È cinese il 10% dei negozi concorrenza in periferia

BELLUNO. Belluno, made in China. Il 10 per cento del territorio commerciale cittadino è in mano ai negozianti cinesi. Che hanno quasi completamente lasciato il centro, per sistemarsi in periferia, dove ci sta tutta la più ampia mercanzia e i parcheggi favoriscono l'arrivo dei clienti. In piazza Piloni, resiste il Nuovo Shangai, mentre è scesa da poche settimane la saracinesca del bazar Lin di viale Fantuzzi, il cui posto è stato ereditato dal Lavasecco Moderno. E poi c'è qualche bar, qua e là, come quello di via Loreto. Ma il grosso si è spostato tra la Veneggia e la zona industriale.

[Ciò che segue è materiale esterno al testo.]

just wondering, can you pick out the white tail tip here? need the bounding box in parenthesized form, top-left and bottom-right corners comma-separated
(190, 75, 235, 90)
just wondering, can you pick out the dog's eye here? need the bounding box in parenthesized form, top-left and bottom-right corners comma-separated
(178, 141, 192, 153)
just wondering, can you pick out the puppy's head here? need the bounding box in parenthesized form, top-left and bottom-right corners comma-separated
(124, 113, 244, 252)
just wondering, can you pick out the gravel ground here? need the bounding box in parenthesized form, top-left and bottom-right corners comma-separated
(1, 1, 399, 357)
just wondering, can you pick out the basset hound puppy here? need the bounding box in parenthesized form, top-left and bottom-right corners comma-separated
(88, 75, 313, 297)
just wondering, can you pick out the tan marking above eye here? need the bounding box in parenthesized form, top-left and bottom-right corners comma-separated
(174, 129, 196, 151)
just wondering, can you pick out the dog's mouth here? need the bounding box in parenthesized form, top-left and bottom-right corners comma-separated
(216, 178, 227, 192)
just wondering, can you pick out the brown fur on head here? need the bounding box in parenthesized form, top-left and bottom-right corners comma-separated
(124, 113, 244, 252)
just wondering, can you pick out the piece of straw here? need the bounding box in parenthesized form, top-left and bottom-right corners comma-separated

Dove c'era il Trony, è comparso l'Ocean market; nel palazzetto che avrebbe dovuto ospitare gli uffici dell'Usl, è comparso il M.P market e di fronte a Equitalia c’è il bazar T.T.Fa. Tutti garantiscono orario continuato e apertura domenicale. Senza che nessuno si lamenti. Questi negozi vendono qualsiasi cosa, dall'abbigliamento ai fiori finti e a prezzi stracciati al quadrato o al cubo. Non puoi aspettarti la grande firma, ma nemmeno puoi pretenderla, anche se qualcuno azzarda Hello Kitty in vetrina. Sempre alla periferia Est, c'era anche il 186 market con il suo carico di abbigliamento, accessori, casalinghi e bazar, ma il vecchio magazzino che ospitava il Penny alimentari è attualmente svuotato e sono in corso dei lavori di tinteggiatura alla facciata. Un po' di pazienza e potrebbe riaprire o forse lasciare strada a un altro marchio, più o meno simile.
Allarme Ascom.. I cinesi passavano per essere i più grandi ristoratori al mondo, ma non scherzano nemmeno con la moda. Il presidente di Federmoda, Vittorio Zampieri non nasconde la sua preoccupazione dietro i manichini: «La situazione è indubbiamente allarmante. Il dato non è preciso al centimetro, ma si parla del 10 per cento della superficie in mano a cittadini di nazionalità cinese e tutto sarebbe tenuto da poche persone. Stiamo assistendo anche noi al fenomeno per cui i negozi di qualche anno fa diventano supermercati e si spostano in zone periferiche, dove la clientela è più comoda a raggiungerli e magari risparmia anche tempo e soldi per il parcheggio».
Tutto in contanti. È gente che non ha problemi di soldi e questo diventa un vantaggio per i proprietari dei muri, che ricevono puntualmente gli affitti o anche gli importi della vendita: «Gli acquirenti asiatici non passano per le banche e non lasciano tracce nemmeno alla Cofidi, la società che svolge attività di garanzia collettiva dei fidi. I cinesi pagano in moneta sonante e sono forse gli unici a potersi permettere certe operazioni, anche molto onerose. I miei concittadini, invece, devono spesso accendere un mutuo, altrimenti non sarebbero in grado di pagare».
Due anni e chiuso. Il ricambio è continuo. E molto più frequente, rispetto ai negozi gestiti da bellunesi: «I primi controlli sul piano fiscale arrivano dopo ventiquattro mesi e in molti casi le serrande si abbassano inesorabilmente. È un dato di fatto: non sto accusando nessuno, perché non tocca a me».